China’s attempt to attract foreign investors fails as incentives decline

In Beijing, China, on July 12, 2023, a man strolls through the Central Business District on a rainy day. The country is currently facing challenges in attracting foreign investment to its financially struggling cities and provinces. Foreign firms remain cautious due to political risks, and the new incentives offered by local authorities are not as enticing as before.

In an attempt to find new revenue sources, local authorities have been actively seeking foreign investment. Provinces and cities, such as Sichuan and Chaozhou, have sent delegations worldwide to pitch and invite investors. However, industry executives and lobbyists reveal that the current incentives offered by local governments are not as appealing as they once were. Companies used to receive subsidies, free land use, and a more predictable regulatory environment.

Despite the efforts made by China to engage with the international community, there is still work to be done to regain interest from foreign investors. While there has been a charm offensive, it contradicts Beijing’s assertive approach towards supply chain dominance and national security.

Foreign direct investment in China has declined by 5.6% from the same period last year, even after the lifting of COVID restrictions. The Ministry of Commerce has not provided any comments on the matter. According to Noah Fraser, managing director of the Canada China Business Council, municipal, provincial, and regional authorities have engaged in a charm offensive, but they lack the financial capital to support investments. Instead, they focus on reducing red tape and fostering relationships.

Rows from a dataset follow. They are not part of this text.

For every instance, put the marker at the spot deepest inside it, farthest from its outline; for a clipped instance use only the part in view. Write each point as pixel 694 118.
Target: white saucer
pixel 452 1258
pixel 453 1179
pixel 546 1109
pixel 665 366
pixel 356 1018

Several Western company executives express their skepticism after discussions with local authorities. The offered incentives are not significant enough to influence their investment or operational decisions. In the past, companies received tax waivers and land deals, but now they are only presented with minor benefits, such as personal income tax reductions.

Local authorities face a delicate balancing act between attracting foreign investment and dealing with questions about President Xi Jinping’s security policies. Foreign firms have raised concerns about the changing business environment in China, including crackdowns on consultancies and new data and anti-espionage laws. Deviation from Chinese Communist Party thinking on business is not tolerated, forcing foreign firms to rethink their approach to China.

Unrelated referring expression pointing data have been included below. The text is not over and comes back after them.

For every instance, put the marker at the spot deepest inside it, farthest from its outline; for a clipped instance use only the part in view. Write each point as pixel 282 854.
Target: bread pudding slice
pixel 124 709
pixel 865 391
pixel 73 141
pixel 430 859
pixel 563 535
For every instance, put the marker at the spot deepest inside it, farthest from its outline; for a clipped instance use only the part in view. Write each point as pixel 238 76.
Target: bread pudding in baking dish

Despite Premier Li Qiang’s intention to bring back inbound investment, concerns remain about potential lockdowns and unfriendly business policies. Local governments are seen as part of the system, with limited ability to reassure foreign investors.

In summary, China is facing challenges in reviving foreign investment due to political risks and less appealing incentives. Local authorities are striving to attract investment but lack the financial resources of the past. Foreign firms have expressed concerns about the changing business environment and the lack of flexibility in China’s Communist Party thinking.